Der Angeklagte wird freigesprochen.
Die Kosten des Verfahrens und die notwendigen Auslagen des Angeklagten fallen
der Staatskasse zur Last.
Gründe:
I.
Nach den getroffenen Feststellungen befuhr der Angeklagte unter anderem am
18.05.2001 gegen 19 Uhr mit einem von ihm am 15.01.2001 erworbenen
Leichtkraftrad der Marke A. auf der Bundesstraße von Al. kommend in Richtung L.,
wobei er zwei Polizeibeamten aufgrund seines Fahrverhaltens auffiel. Bei der
daraufhin eingeleiteten Nachfahrt wies der ungeeichte Tacho des Polizeifahrzeugs
über eine Strecke von ca. einem Kilometer bei gleichbleibendem Abstand eine
Geschwindigkeit von etwa 90 km/h auf.
Das Amtsgericht S. hat das Verhalten des Angeklagten als strafbar angesehen,
weil dieser lediglich im Besitz der Fahrerlaubnis der (früheren) Klassen 3, 4
und 5 gewesen sei und deshalb nur ein Leichtkraftrad habe fahren dürfen, welches
eine Geschwindigkeit von nicht mehr 50 km/h erreiche. Es hat ihn deshalb wegen
vorsätzlichen Fahrens ohne Fahrerlaubnis in mindestens fünf Fällen im Zeitraum
vom 15.01.2001 bis 18.05.2001 zu einer Gesamtgeldstrafe von 20 Tagessätzen zu je
€ 35 verurteilt.
Mit seiner Revision erhebt der Angeklagte mehrere Verfahrensrügen und
beanstandet die Verletzung materiellen Rechts. Die Generalstaatsanwaltschaft K.

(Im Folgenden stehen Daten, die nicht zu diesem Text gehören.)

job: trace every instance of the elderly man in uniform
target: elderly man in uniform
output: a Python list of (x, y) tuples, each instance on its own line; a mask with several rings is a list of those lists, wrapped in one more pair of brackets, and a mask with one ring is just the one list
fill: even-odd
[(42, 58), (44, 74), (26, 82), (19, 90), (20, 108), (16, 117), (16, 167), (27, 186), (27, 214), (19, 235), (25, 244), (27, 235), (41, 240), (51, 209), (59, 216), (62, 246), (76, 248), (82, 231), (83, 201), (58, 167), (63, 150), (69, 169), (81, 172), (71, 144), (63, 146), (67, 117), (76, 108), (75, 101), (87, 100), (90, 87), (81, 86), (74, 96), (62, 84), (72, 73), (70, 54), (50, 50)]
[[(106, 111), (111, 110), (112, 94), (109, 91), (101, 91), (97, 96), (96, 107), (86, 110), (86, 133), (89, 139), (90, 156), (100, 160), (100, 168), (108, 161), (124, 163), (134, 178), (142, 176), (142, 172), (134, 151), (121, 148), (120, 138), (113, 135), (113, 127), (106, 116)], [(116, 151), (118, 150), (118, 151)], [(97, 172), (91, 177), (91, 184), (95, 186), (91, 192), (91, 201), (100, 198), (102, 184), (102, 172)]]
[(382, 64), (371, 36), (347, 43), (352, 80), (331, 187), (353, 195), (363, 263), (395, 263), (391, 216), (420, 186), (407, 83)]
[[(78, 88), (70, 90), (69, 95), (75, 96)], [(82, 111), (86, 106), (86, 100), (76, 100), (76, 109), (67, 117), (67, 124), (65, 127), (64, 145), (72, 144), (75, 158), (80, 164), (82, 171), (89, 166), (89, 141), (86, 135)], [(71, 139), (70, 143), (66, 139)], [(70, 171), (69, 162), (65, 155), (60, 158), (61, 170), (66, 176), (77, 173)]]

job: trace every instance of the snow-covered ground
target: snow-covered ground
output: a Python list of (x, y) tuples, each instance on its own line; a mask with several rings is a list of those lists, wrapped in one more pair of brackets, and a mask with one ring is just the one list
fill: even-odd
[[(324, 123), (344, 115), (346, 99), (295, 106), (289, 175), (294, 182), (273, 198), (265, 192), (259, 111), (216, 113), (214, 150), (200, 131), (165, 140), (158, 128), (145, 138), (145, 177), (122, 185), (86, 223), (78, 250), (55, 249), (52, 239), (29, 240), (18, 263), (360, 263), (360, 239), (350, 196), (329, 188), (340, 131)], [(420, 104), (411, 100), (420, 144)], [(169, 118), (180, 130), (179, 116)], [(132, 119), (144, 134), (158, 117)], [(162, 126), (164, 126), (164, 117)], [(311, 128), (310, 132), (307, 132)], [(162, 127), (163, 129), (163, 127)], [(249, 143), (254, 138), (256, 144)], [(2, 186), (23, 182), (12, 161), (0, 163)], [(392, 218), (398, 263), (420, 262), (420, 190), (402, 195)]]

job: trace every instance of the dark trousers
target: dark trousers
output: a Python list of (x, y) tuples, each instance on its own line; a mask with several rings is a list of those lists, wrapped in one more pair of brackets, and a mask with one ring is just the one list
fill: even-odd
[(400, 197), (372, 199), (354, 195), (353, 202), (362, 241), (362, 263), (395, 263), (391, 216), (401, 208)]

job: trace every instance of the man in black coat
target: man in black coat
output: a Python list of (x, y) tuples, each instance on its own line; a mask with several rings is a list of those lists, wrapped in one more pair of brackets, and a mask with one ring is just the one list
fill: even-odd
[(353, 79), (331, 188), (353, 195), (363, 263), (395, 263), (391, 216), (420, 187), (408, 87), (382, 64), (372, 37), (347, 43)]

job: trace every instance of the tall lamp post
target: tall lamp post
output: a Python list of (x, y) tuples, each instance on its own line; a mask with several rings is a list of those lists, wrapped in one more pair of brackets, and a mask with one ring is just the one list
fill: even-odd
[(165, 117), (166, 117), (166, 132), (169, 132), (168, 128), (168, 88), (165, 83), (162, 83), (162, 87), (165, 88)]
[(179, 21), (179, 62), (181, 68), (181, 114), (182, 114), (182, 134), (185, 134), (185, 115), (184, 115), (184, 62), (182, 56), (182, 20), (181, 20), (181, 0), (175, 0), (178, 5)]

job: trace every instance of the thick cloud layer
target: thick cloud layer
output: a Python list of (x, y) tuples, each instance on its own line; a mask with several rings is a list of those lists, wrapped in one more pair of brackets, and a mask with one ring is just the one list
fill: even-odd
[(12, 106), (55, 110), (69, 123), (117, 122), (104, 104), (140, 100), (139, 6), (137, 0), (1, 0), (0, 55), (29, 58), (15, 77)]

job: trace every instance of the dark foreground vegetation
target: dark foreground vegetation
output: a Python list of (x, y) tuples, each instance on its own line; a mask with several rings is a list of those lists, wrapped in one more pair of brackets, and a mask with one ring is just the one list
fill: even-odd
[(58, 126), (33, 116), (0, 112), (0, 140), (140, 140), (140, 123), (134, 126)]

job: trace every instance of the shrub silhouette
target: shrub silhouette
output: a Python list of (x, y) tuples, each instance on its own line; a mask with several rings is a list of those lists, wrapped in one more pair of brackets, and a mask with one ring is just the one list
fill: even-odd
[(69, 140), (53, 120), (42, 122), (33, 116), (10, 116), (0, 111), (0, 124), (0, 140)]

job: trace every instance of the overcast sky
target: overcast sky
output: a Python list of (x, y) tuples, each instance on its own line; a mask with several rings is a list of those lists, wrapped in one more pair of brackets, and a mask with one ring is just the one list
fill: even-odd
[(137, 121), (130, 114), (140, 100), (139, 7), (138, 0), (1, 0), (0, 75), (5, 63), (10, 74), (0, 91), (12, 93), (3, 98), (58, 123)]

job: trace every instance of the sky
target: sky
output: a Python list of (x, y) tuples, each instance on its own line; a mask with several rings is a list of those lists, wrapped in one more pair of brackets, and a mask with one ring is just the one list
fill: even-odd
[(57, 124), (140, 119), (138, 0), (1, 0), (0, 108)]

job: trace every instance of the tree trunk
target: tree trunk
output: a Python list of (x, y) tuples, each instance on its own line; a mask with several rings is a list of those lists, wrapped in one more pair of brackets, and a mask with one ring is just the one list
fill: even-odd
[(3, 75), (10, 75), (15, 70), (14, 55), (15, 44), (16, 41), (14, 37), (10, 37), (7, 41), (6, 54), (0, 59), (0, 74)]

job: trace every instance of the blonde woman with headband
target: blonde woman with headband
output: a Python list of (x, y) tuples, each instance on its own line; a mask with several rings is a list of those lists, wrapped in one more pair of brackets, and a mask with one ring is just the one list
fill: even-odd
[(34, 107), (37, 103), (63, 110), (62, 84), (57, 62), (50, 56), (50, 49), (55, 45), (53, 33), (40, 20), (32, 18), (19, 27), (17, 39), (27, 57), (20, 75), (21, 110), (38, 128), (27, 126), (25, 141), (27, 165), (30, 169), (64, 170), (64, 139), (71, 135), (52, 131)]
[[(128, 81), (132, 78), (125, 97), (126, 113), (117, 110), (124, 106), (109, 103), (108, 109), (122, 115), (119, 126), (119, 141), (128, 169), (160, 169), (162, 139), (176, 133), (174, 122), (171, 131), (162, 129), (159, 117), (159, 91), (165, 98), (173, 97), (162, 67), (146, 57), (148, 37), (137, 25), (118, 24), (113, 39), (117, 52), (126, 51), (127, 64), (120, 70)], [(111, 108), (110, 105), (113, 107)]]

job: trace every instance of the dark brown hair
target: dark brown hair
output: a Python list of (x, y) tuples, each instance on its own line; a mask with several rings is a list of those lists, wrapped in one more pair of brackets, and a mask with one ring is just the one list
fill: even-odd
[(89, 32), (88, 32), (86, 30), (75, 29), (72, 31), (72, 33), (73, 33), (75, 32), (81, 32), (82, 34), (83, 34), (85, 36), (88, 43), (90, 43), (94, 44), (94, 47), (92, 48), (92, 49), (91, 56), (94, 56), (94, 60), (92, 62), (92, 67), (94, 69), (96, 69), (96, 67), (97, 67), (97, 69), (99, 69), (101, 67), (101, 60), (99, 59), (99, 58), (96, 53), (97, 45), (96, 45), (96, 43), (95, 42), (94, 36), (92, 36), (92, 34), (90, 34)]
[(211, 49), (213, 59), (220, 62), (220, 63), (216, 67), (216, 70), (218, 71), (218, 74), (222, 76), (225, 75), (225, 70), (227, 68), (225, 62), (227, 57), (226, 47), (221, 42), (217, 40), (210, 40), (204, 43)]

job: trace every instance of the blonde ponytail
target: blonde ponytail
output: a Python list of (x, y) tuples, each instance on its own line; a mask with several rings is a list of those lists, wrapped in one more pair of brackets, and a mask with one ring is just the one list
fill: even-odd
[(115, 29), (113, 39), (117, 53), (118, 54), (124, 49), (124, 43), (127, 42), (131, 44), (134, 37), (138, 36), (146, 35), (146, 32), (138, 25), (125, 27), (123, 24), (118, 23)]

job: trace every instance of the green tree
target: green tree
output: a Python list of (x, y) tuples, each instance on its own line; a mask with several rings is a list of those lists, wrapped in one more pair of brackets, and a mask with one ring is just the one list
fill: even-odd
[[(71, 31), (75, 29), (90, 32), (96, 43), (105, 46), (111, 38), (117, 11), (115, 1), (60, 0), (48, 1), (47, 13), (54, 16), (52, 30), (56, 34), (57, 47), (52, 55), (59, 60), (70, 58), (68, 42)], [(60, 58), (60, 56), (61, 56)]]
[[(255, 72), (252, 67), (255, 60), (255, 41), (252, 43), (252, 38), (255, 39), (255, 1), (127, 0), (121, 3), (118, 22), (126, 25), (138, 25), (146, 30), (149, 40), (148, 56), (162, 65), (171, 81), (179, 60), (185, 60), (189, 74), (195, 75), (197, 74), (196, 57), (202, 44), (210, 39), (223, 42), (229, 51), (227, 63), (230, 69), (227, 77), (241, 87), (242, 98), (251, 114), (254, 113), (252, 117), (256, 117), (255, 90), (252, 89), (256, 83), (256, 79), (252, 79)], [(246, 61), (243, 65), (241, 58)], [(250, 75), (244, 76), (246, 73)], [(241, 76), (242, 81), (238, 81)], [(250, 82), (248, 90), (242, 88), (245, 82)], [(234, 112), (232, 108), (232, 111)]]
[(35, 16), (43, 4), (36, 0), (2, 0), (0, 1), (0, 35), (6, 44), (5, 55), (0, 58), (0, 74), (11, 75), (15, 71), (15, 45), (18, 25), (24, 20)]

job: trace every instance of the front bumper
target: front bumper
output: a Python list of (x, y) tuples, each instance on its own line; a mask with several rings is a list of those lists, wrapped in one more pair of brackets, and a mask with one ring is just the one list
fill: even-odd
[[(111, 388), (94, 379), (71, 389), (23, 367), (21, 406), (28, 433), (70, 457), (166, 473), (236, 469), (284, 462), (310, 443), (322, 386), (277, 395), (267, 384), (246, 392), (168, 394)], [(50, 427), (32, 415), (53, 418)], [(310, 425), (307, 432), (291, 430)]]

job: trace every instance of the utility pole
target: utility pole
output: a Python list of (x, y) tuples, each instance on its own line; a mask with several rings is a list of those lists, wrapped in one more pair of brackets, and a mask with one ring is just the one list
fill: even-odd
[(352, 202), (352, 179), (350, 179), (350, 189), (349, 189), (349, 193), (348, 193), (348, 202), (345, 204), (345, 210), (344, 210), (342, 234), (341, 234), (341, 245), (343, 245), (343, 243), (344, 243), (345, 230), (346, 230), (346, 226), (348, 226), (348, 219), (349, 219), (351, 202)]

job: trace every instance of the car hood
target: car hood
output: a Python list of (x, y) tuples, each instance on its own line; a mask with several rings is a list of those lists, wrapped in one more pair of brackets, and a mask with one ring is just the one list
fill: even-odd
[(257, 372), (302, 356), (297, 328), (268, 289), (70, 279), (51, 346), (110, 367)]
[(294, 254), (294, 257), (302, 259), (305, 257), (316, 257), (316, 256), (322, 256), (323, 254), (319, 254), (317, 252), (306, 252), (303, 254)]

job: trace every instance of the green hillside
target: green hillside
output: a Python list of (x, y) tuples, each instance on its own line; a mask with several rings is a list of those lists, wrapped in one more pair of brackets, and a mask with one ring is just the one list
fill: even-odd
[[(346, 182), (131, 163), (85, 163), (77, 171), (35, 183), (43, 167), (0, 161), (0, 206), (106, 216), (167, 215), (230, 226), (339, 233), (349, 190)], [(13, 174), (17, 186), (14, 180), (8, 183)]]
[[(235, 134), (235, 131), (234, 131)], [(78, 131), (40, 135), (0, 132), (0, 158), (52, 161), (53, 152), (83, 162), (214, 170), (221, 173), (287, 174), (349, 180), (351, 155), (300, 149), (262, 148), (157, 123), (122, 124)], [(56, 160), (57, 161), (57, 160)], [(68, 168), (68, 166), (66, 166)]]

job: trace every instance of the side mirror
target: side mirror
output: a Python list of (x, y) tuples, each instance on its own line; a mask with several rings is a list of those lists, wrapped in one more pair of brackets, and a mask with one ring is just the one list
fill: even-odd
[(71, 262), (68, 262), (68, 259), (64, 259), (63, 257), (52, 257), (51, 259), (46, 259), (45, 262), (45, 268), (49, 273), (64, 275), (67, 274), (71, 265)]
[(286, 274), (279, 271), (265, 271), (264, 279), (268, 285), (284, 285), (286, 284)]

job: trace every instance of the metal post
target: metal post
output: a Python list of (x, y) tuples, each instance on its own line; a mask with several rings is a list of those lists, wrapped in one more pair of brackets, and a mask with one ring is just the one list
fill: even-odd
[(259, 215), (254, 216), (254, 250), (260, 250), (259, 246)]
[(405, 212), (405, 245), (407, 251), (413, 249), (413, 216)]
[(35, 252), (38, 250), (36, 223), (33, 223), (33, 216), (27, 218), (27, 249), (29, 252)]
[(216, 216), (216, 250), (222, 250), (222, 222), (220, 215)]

hat auf Aufhebung des Urteils und Zurückverweisung der Sache an das Amtsgericht
zur neuen Verhandlung und Entscheidung angetragen.
II.
Der Revision hat bereits mit der Sachrüge Erfolg, welche zur Aufhebung des
Urteils und zur Freisprechung des Angeklagten führt.
1. Allerdings teilt der Senat nicht die Auffassung der Revision, dass allein das
Vorhandensein einer der Fahrerlaubnisklasse 4 entsprechenden Betriebserlaubnis
für das Leichtkraftrad dazu führe, dass ein Vergehen des Fahrens ohne
Fahrerlaubnis ausscheide. So ist anerkannt, dass fahrzeugbezogene technische
Veränderungen, welche eine Erhöhung der Geschwindigkeit bewirken, zu einem
Erlöschen der Betriebserlaubnis des Fahrzeugs führen können, so dass ein
Vergehen des § 21 StGB dann vorliegt, wenn der Führer nicht über die dann
notwendige Fahrerlaubnis verfügt (OLG Hamm DAR 1982, 336 f.; Janiszewski,
Verkehrsstrafrecht, 4. Auflage. 1994, Rz. 619; zur Verfassungsmäßigkeit der
Führerscheinspflicht bei einem Mofa 25, vgl. BVerfGE 51, 60 ff.). Eine Teilnahme
am öffentlichen Verkehr kann aber auch dann nach § 21 Abs. 1 StVG strafbewehrt
sein, wenn ein Kraftfahrzeug - wie hier - auch ohne Vornahme technischer
Veränderungen eine Geschwindigkeit erreicht, welche wesentlich über der durch
seine Bauart bestimmten Höchstgeschwindigkeit liegt.
a. Entschieden wurde dies bereits durch das OLG Hamm (NJW 1978, 332 f.) in einem
Fall eines für eine Geschwindigkeit von 25 km/h zugelassenen Fahrrades mit
Hilfsmotor (Mofa 25), welches unabhängig von an ihm vorgenommenen technischen
Veränderungen bis zu 40 km/h schnell fuhr. Der dortige Senat ist davon
ausgegangen, dass der Mofafahrer dieses nur mit einer Fahrerlaubnis hätte
benutzen dürfen, weil es mehr als die bauartmäßig konkret zugelassene
Geschwindigkeit von 25 km/h erreichen konnte.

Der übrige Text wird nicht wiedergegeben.